(P1) Le constructeur chinois de véhicules électriques Xpeng est en discussion avec Volkswagen pour acquérir une usine en Europe, une initiative qui pourrait considérablement accentuer la pression concurrentielle sur les constructeurs automobiles historiques sur leur marché national. Ces pourparlers, rapportés par le Financial Times le 13 mai 2026, signalent un virage stratégique : passer de l'exportation de voitures à leur production directe au sein de l'Union européenne.
(P2) « Xpeng est en pourparlers avec Volkswagen et d'autres constructeurs automobiles pour l'achat d'une usine en Europe », a rapporté le Financial Times, citant des sources proches du dossier. Ni Xpeng ni Volkswagen n'ont commenté officiellement ces négociations.
(P3) Cette acquisition potentielle intervient alors que Xpeng prévoit d'exploiter une gamme de cinq modèles dans la région et fait suite à des démarches similaires de ses rivaux chinois. BYD construit déjà une usine en Hongrie et envisagerait le rachat d'un second site, tandis que Stellantis s'est associé à Leapmotor pour fabriquer des VE en Europe.
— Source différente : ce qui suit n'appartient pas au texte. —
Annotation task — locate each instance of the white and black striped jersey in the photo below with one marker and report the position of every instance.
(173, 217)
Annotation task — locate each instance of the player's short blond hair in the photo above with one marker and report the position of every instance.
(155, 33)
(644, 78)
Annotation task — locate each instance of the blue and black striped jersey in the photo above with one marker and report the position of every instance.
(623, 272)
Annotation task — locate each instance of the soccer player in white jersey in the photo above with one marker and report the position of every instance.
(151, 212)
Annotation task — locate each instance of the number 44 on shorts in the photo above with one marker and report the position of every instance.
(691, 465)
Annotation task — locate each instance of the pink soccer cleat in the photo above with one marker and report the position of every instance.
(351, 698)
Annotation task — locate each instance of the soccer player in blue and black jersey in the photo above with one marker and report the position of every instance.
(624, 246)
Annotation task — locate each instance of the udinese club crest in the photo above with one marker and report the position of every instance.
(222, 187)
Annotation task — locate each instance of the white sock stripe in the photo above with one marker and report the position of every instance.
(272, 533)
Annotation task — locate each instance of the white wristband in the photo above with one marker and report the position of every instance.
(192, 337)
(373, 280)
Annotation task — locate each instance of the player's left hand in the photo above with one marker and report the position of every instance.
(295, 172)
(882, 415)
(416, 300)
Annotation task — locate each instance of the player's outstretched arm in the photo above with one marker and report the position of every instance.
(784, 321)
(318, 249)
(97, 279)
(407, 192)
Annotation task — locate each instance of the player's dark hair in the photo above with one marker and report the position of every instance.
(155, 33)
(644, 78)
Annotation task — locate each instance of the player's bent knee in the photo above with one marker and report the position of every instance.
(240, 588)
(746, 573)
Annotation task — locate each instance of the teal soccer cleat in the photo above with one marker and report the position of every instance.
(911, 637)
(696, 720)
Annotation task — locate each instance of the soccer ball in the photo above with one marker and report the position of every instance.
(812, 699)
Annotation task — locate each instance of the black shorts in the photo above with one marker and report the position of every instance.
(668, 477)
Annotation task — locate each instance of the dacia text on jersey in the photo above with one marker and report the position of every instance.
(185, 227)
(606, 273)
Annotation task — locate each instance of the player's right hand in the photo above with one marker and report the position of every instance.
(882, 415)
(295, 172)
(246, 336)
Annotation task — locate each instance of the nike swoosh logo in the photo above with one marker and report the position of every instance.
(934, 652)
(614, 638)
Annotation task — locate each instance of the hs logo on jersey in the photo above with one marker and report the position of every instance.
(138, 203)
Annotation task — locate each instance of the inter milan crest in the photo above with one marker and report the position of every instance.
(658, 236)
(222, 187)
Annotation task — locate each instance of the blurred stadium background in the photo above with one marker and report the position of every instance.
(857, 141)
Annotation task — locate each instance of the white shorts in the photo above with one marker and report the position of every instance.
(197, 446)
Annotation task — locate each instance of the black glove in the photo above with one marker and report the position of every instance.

Zeekr, propriété de Geely, cible également le marché premium, en comparant ses modèles de performance à ceux de Porsche.
(P4) Pour les investisseurs, un tel accord serait un catalyseur majeur pour l'action Xpeng (XPEV), permettant potentiellement de réduire les coûts de production de plus de 30 % et de booster les ventes européennes. Cela mettrait également la pression sur Volkswagen (VOW.DE), qui fait face à une concurrence accrue et pourrait chercher à se délester de ses capacités excédentaires tout en opérant sa propre transition vers le VE.
Une stratégie chinoise globale
Les discussions entre Xpeng et Volkswagen ne surviennent pas par hasard. Elles représentent une offensive calculée des leaders chinois du véhicule électrique pour s'ancrer durablement sur le marché européen. En produisant localement, les firmes chinoises peuvent contourner d'éventuels droits de douane de l'UE sur les véhicules importés et atténuer les défis logistiques qui ont freiné leur croissance.
Cette tendance s'accélère rapidement. BYD, qui a dépassé Tesla en tant que premier vendeur mondial de VE fin 2023, a déjà lancé les travaux d'une usine en Hongrie. Parallèlement, le récent partenariat de Stellantis avec Leapmotor, une transaction évaluée à 1,6 milliard de dollars, verra des VE de conception chinoise construits dans les usines Stellantis à travers le monde. Cette stratégie de cooptation plutôt que de confrontation directe souligne le pari de toute l'industrie sur la technologie et les prouesses de fabrication des VE chinois.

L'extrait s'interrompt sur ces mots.